What I can't tolerate is homosexualists forcing me to accept their behavior as right and proper, and teaching the same to children in schools, and punishing anyone who disagrees!

So now, according to Dan, describing a behavior as "queer" is bigotry; Dan has redefined bigotry now and expects everyone to agree with his definition.

I have never, ever denied - or even taught others to deny - any civil rights to homophiles. What I do deny them is the right to redefine what marriage is. I also deny them the "right" to force their behavior to be sanctioned.

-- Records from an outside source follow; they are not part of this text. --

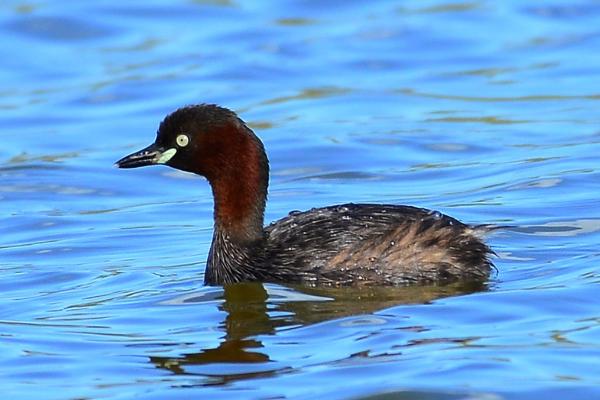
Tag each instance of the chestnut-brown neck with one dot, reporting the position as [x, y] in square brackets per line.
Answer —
[239, 179]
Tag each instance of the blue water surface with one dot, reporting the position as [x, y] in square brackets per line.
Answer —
[485, 110]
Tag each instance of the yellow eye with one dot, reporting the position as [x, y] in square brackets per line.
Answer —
[182, 140]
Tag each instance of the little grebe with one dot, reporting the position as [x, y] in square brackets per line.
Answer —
[349, 244]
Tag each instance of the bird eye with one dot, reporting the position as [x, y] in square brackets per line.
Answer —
[182, 140]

You, on the other hand, redefine what the Bible says in order to suit your apostate brand of so-called Christianity so as to give sanction, support and encouragement to homosexual behavior!

Stan said...

Dan, I believe, I have always believed, I will always believe that "gay folk" (as opposed to folk who are happy, merry, cheerful) should always have the right to marry. No one should be denied that right. But, of course, you define the word differently. And I'm pretty sure that you would deny that right to people such as polygamists, that cat lady who wants to marry her favorite tabby, or the car enthusiast I read about that wished to wed his favorite automobile. Bigot!

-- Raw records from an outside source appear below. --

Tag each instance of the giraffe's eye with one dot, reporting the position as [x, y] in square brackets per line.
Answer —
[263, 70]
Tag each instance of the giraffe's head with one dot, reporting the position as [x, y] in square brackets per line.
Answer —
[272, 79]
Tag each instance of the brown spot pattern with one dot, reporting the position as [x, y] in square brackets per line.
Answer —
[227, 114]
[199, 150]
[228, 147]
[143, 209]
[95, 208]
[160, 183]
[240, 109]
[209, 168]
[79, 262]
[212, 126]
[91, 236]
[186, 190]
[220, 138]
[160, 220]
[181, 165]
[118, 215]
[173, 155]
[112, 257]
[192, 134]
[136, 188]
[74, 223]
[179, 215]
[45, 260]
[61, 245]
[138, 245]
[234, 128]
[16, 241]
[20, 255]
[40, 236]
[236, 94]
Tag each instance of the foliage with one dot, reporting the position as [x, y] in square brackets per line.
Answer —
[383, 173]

And, let's keep in mind, if "bigot" is defined as "demonizing folk by ugly name-calling", I suspect we'll need to ask questions about the use of pejoratives like "hunch", "right wing", "fundamentalist", "narrow-minded literalists" ... shall I continue? So, on two fronts, perhaps the pot ought to be careful about the terms he applies to the kettle.

Dan Trabue said...

The difference, Stan, is my usage of those terms are descriptors, with no intent to belittle or demonize.

Your opinions ARE objectively YOUR HUNCHES. There is no denigration of anyone in that term. It's just a word, rightly used. "Right wing," I use as a way to describe those on the right-ish/conservative side of things and I mean no harm by it, and I see no harm in it, any more than calling someone Left wing.

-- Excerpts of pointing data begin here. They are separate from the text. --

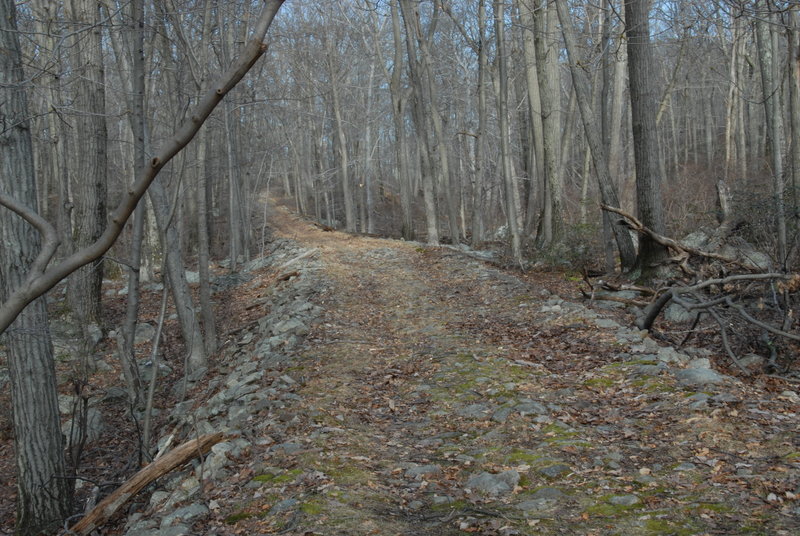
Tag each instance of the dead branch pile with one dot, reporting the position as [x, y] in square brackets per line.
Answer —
[720, 286]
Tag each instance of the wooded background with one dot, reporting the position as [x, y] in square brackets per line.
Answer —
[473, 121]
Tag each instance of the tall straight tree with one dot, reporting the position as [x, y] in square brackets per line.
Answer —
[580, 82]
[509, 188]
[420, 113]
[43, 494]
[90, 173]
[644, 106]
[545, 18]
[770, 83]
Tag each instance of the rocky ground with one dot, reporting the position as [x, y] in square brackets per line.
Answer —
[398, 389]
[380, 387]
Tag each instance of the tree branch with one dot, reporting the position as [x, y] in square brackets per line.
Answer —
[50, 241]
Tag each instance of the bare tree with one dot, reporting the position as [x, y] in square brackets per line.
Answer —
[43, 493]
[644, 105]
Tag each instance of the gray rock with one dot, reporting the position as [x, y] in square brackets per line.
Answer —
[494, 484]
[146, 371]
[649, 370]
[419, 471]
[677, 313]
[290, 325]
[698, 401]
[502, 414]
[752, 362]
[725, 398]
[287, 448]
[474, 411]
[186, 514]
[555, 471]
[624, 500]
[415, 505]
[95, 334]
[699, 377]
[283, 506]
[547, 493]
[531, 407]
[606, 323]
[668, 354]
[94, 427]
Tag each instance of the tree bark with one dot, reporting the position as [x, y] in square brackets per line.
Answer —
[43, 494]
[644, 106]
[420, 116]
[608, 191]
[771, 95]
[85, 286]
[544, 20]
[505, 142]
[478, 196]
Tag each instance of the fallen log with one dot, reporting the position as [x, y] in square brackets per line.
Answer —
[101, 513]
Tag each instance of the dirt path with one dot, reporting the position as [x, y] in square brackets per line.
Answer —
[442, 396]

These are descriptors, not slurs.

There's a difference, my friend.

Stan said...

Okay, so it's not bigotry (your word) if you can find an excuse for it, but it is bigotry if someone is expressing an opinion of the morality of a particular activity with which you disagree. All clear. Got it. Thanks. Of course, when "people like me" use terms like "liberals" or "progressives" or when Glen uses the term "homophile", that is bigotry. Pot, meet kettle.

And you apparently didn't read my earlier post. "Hunch" is defined as "An intuitive feeling or a premonition, a suspicion, a guess". I offer reasons for my explanations, the text, the context, the language, etc. Thus, your calling it a "hunch" is saying that I'm only guessing while I'm saying that I'm reasoning through. That's pejorative. At least as pejorative as anything you've complained about when people "misrepresent" you.

Dan Trabue said...

Peace, my brothers. I've bothered you enough...

My apologies.

Marshal Art said...

Just to be clear, I do oppose homosexuals being granted the new and invented "right" of marrying a person of the same sex. As was said, it is because marriage has a meaning and I don't believe they have the right to force a new definition upon the rest of us. At the same time, I don't oppose their right to pursue happiness, if engaging in perverse sexual relations achieves that goal. I simply won't join in the agenda that forces the perversity upon our culture through law.

Also, "queer" was/is used as a slur, but originated as an apt description of people who deviate from normal sexual behaviors. It wasn't first used as a slur. They ARE queer, just as Dan is queer in many of his beliefs. But the word "queer" became attached to one group of people, and as such also changed in a negative manner.